The last one looks quite complex, but this is due to several possible types of calling a boolean kernel may happen in the control function. For example you may want to call some concrete kernel several times under various conditions. For example you may just call the kernel without if(...) break statements: you don't want to set exit flags in this case; you may want to return from function, or break the loop; you may want to return if kernel succeded (returned true) or if it is not.

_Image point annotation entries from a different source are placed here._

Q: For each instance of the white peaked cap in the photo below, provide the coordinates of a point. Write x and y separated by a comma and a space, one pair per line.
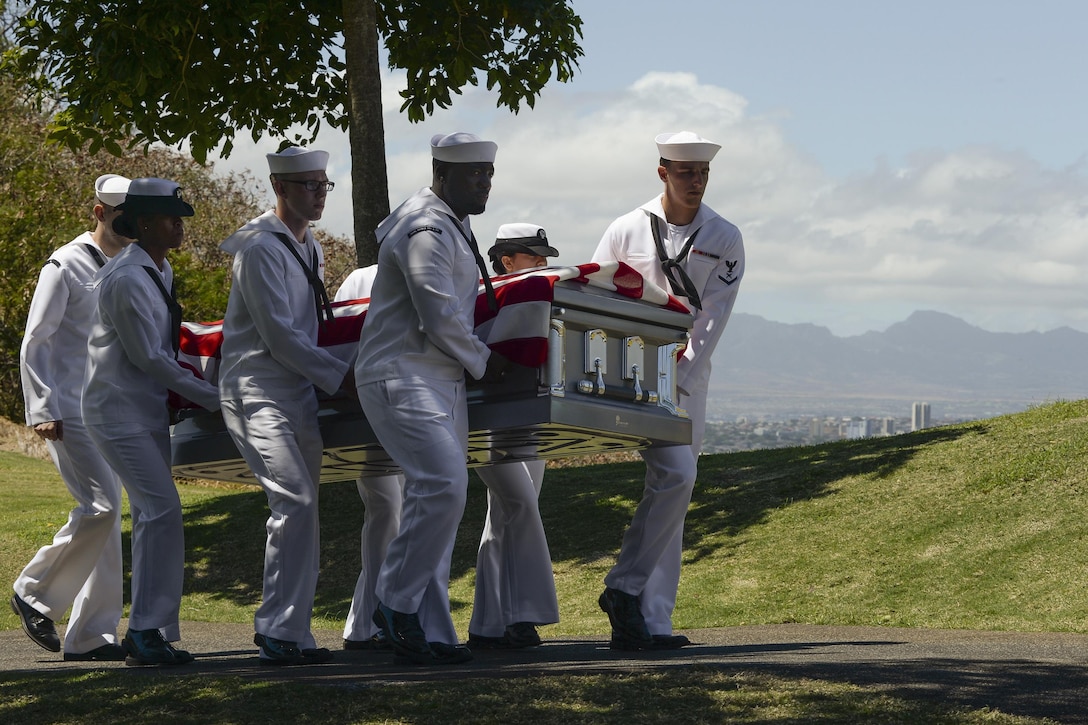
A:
461, 147
685, 146
295, 159
111, 189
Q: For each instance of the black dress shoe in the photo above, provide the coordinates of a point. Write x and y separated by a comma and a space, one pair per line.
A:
147, 648
37, 626
103, 653
276, 652
375, 642
625, 614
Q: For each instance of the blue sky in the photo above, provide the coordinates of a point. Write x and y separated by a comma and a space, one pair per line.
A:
880, 157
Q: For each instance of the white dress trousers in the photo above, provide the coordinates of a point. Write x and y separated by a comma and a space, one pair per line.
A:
422, 424
283, 449
515, 581
140, 456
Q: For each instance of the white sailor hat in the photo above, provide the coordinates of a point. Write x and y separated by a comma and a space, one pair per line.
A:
111, 189
462, 147
685, 146
295, 159
528, 238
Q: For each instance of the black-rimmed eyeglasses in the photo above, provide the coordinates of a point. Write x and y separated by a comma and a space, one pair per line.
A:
311, 185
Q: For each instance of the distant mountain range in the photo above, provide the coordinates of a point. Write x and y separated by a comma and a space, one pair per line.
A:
764, 368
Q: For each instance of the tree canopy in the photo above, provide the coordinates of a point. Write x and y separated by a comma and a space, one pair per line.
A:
130, 73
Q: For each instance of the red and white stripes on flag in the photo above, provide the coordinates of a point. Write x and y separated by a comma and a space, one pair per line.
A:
518, 329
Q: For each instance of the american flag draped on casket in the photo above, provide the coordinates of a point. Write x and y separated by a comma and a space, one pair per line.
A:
597, 343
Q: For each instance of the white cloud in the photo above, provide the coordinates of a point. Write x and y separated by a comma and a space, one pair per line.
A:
984, 233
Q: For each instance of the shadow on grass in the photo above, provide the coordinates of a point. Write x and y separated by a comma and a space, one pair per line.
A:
584, 510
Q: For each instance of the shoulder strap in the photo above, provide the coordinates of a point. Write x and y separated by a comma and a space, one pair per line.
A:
175, 309
320, 294
470, 238
679, 282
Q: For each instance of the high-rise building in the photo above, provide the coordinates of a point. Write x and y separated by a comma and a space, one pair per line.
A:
919, 416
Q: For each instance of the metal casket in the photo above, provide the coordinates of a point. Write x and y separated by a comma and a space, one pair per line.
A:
608, 384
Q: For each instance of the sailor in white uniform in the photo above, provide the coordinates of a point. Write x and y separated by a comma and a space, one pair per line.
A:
131, 366
270, 368
82, 567
682, 245
382, 496
415, 349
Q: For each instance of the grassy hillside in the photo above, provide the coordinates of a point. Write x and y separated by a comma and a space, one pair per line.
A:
980, 525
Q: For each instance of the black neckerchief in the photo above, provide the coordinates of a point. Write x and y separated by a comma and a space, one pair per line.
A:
320, 294
175, 309
492, 304
680, 283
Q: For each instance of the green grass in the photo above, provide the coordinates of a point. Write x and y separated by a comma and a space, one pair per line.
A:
977, 526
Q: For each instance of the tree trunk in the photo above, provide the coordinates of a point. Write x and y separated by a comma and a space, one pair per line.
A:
370, 187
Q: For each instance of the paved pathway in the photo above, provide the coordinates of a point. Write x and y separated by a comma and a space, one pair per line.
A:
1040, 674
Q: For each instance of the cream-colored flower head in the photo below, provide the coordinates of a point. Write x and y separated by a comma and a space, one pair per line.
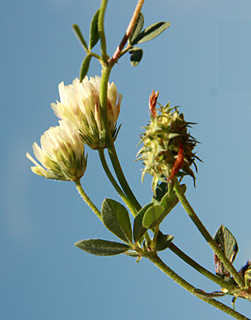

In general you don't have to worry about the complexity of generated expresions. Instead you should know what is included inside RTV pattern and what is not. Furher examples are allowed:
if(kernel_XXX(...))
break;
if(kernel_XXX(...))
return;
if(!kernel_XXX(...))
break;
if(!kernel_XXX(...))
return;
And further is also normal code because it don't change control flow on GPU:
if(someConditionEvaluatedOnCPU())
kernel_XXX(...);
else
kernel_YYY(...);
No other if-expressions within kernels in condition are allowed currently! For example further code is not suported:
if(kernel_XXX(...) == 2) // INCORRECT FOR CURRENT IMPLEMENTATION !!!
return; // INCORRECT FOR CURRENT IMPLEMENTATION !!!
In fact we could push any conditional expression inside kernel automaticly to support such expressions. However we would like to avoid this for current implementation because when single kernel met with different conditions, we actually have no other way than generate several different kernels, pushing inside each of them different conditions. We will add support for such things in the future. Please let us know if you need them!
Now we could guess why in RTX they have so-called "RayMiss" shader. If we consider further code:
for(int depth = 0; depth < a_maxDepth; depth++)
{
Lite_Hit hit;
if(!kernel_RayTrace(tid, ... , &hit))
{
kernel_RayMiss(tid, ... , &hit);
break;
}
kernel_NextBounce(tid, ... );
}
It could be transformed to more efficient implementation which call kernel_RayMiss only once at the end of the loop:
Lite_Hit hit;
for(int depth = 0; depth < a_maxDepth; depth++)
{
if(!kernel_RayTrace(tid, ... , &hit))
break;
kernel_NextBounce(tid, ... );
}
kernel_RayMiss(tid, ... , &hit); // and don't forget to check thread flags inside kernel_RayMiss to be sure the break was performed :)